The previous post looked at the basics of how to create a Smith chart. The Smith chart is the image of a Cartesian grid in the right half-plane under the function
f(z) = (z − 1)/(z + 1).
At the end of the post I noted that evenly distributed grid lines in the z plane result in very unevenly spaced circles on the Smith chart in the w plane. We can fill in the Smith chart how we please by working backward, starting from a desired spacing of circles in the chart and tracing them back to the z plane.
The inverse of the function f is
g(w) = (1 + w)/(1 − w).
Complete circles
The Smith chart contains two kinds of circles: circles that fit entirely inside the chart, which are the images of vertical lines in the z plane, and circles that extend outside the chart, which are the images of horizontal lines. In the image below, the former are blue and the latter are orange.

We can space out the complete (blue) circles how we wish and use the inverse transformation g(w) to determine the corresponding spacing of the vertical lines in the z plane. If we take a point w0 along the horizontal diameter of the Smith chart, w0 is a real number, and so is its inverse z0 = g(w0).
So if we’d like the intersections of the complete circles with the diameter to be uniformly spaced, we pick uniformly spaced points wi and use as our vertical lines in the z plane the lines with real part g(wi).
Here’s the image we’d get if we wanted circles passing through the diameter of the Smith chart at increments of 0.1.

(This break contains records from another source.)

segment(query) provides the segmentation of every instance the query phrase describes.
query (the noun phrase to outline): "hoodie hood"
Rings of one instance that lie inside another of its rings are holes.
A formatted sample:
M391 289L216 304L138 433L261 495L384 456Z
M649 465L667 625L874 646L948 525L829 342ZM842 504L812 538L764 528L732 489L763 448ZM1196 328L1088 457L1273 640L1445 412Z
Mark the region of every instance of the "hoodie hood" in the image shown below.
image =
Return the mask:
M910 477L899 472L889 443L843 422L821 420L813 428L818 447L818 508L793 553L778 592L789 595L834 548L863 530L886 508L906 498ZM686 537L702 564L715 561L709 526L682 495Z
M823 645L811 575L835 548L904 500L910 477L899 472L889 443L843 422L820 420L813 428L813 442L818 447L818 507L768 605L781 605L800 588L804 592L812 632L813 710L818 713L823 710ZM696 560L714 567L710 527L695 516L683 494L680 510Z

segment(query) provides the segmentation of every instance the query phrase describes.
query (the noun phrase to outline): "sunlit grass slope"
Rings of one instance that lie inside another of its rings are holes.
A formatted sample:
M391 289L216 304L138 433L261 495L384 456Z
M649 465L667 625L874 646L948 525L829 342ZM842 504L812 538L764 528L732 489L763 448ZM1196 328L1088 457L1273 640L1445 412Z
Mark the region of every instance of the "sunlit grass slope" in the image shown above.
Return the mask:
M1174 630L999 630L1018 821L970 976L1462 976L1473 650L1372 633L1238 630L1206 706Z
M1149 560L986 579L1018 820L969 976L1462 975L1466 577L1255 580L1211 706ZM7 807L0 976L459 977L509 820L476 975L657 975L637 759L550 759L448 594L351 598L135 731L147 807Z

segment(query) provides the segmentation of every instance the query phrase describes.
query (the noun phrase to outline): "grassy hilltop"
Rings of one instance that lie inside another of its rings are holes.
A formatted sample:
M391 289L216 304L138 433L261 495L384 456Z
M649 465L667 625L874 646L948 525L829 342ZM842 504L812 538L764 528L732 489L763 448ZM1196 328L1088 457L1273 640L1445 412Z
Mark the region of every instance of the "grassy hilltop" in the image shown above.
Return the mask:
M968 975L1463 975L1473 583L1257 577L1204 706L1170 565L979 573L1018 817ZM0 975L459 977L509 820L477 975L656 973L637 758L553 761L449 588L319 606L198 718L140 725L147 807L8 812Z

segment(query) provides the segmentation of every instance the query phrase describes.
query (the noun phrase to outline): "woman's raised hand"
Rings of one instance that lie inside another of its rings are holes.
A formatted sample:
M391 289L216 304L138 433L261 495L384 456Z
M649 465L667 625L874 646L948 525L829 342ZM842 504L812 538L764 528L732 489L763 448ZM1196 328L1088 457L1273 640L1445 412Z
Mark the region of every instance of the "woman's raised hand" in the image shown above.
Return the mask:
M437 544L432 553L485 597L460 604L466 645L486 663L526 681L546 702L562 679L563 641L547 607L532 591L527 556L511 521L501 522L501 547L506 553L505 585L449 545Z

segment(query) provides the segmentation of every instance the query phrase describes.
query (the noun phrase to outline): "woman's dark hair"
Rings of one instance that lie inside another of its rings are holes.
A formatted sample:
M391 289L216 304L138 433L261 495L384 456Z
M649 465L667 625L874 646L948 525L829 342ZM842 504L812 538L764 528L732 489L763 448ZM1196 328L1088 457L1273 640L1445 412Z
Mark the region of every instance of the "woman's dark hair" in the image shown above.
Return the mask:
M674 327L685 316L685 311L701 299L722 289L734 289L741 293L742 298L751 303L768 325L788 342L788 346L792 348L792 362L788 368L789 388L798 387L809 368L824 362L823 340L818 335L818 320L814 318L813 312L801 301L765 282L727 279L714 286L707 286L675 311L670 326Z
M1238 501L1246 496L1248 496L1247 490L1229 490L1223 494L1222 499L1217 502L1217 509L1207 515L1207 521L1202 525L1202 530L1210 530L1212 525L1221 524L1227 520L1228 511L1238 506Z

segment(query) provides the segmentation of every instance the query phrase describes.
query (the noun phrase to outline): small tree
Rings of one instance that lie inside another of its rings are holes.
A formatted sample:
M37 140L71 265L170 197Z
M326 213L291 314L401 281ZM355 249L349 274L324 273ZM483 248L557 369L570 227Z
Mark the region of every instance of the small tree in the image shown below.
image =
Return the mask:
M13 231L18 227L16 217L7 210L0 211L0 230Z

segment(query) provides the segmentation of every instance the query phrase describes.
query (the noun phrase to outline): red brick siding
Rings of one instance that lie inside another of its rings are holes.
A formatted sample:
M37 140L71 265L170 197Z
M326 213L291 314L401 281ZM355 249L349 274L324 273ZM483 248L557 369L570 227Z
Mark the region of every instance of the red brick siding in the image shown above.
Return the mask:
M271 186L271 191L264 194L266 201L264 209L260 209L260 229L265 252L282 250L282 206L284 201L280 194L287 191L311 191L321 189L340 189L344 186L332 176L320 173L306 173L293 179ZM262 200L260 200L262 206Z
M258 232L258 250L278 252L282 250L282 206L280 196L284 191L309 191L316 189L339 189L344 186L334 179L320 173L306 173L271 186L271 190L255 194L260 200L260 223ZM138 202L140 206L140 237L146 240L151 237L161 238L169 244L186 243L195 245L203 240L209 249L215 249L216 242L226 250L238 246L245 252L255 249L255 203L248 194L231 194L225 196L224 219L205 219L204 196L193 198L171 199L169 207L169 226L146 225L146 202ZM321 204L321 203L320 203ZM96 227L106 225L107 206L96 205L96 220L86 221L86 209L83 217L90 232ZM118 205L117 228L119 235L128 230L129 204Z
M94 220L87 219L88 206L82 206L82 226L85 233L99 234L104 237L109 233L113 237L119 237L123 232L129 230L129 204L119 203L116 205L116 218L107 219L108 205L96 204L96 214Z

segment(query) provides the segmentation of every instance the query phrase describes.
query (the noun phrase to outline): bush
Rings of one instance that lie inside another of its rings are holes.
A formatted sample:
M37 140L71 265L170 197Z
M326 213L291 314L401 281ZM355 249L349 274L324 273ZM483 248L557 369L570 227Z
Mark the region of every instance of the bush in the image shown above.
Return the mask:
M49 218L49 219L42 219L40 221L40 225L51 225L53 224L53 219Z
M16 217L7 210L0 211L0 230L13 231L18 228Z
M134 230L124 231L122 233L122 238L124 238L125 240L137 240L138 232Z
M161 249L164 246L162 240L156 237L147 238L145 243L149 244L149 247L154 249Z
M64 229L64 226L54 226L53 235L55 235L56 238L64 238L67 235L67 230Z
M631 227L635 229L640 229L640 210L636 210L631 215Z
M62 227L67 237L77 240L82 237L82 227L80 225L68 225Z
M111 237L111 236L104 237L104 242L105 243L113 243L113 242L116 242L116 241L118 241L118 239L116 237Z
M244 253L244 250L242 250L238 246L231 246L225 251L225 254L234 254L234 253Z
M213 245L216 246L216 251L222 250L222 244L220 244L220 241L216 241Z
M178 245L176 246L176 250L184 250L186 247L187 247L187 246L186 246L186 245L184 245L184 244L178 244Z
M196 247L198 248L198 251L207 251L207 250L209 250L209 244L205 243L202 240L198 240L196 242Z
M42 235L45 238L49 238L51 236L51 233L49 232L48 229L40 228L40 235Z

And here’s the corresponding set of vertical lines in the z plane that would produce these circles.

Incomplete circles
Now onto the incomplete circles, the orange circles in the graph above that are perpendicular to the blue circles.
As we showed in the previous post, the outer rim of the Smith chart is the image of the imaginary axis in the z plane under the function f(z). So if we pick a point wi on the rim that we’d like a circle to pass through, we use the horizontal line with imaginary part equal to g(wi).
So if we wanted orange circles to cross the boundary of the Smith chart every 10°, we pick w‘s from the interval [−π, π] spaced π/18 apart.
We can create these lines on the Smith chart below

from these lines in the z plane.

Putting it all together
The image of this grid in the z plane

is the following in the w plane.

Compromise
The Smith charts printed in textbooks use some compromise between even spacing in the w plane and even spacing in the z plane.